5.) Improperly configuring (or ignoring) native Kubernetes features
It’s easy to misconfigure settings like incorrectly setting role-based access controls (RBACs) that allow too much or even too little access, this causes potential security holes or deployment issues when applications are trying to communicate. The intent should be to limit what users including administrators can do on the cluster.
In general, networking in Kubernetes can come with a significant learning curve, which in turn makes it fertile terrain for security mistakes, expert says that “There should be a zero-trust approach”. An example illustrating potentially risky default configuration is workloads are deployed into the default namespace which means those workloads are not isolated from each other even though the mechanism of namespaces allows for such isolation, this can cause a blast.
6.) Not Selecting wisely between KOPS and Amazon EKS
It is really crucial to wisely choose between KOPS and Amazon EKS while configuring a Kubernetes Cluster.
AWS is the most widely used Cloud Provider and it is offering EKS, it doesn’t give you control over the entire Cloud Environment and you can only control the worker nodes in the control plane. Setting up the Kubernetes cluster might seem to be a difficult task in the beginning, but after doing this tedious job, maintenance of the cluster becomes really easy.
If you decide to use KOPS to set up the Kubernetes Cluster, setting up might seem to be really easy but the maintenance of Cluster is a difficult job. Both of them have their own advantages and disadvantages, thus it is really important to know the needs of your organization and accordingly choosing between Amazon EKS and KOPS. Check out this brilliant post that compares AWS EKS vs KOPs.
7.) Not using the Resources judiciously
You should always specify resource requests (CPU, memory) and limits. If you forget to set it up, Kubernetes will closely pack all of your Pods into a handful of nodes. A single pod may consume all the CPU or memory available on the node, the cluster won’t scale itself up as needed and causing its neighbors to be starved of CPU or hit Out of Memory errors.
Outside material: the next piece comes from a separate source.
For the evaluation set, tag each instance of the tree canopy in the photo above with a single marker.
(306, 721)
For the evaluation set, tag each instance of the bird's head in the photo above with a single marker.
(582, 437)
You have to make sure to use Resource requests, it lets the scheduler know how much resources you expect your application to consume. When assigning pods to nodes, Kubernetes budgets them so that all of their requirements are met by the node’s resources.
Moreover, Setting Resource Requests is also important because Kubernetes Horizontal Pod autoscaler works on these limits.
So, go ahead and define requests and limits for each of your containers, if you aren’t sure, just take a guess, and keep in mind the safe side is higher. And whether you are certain or not, make sure to monitor actual resources usage by your pods and containers through using your cloud provider.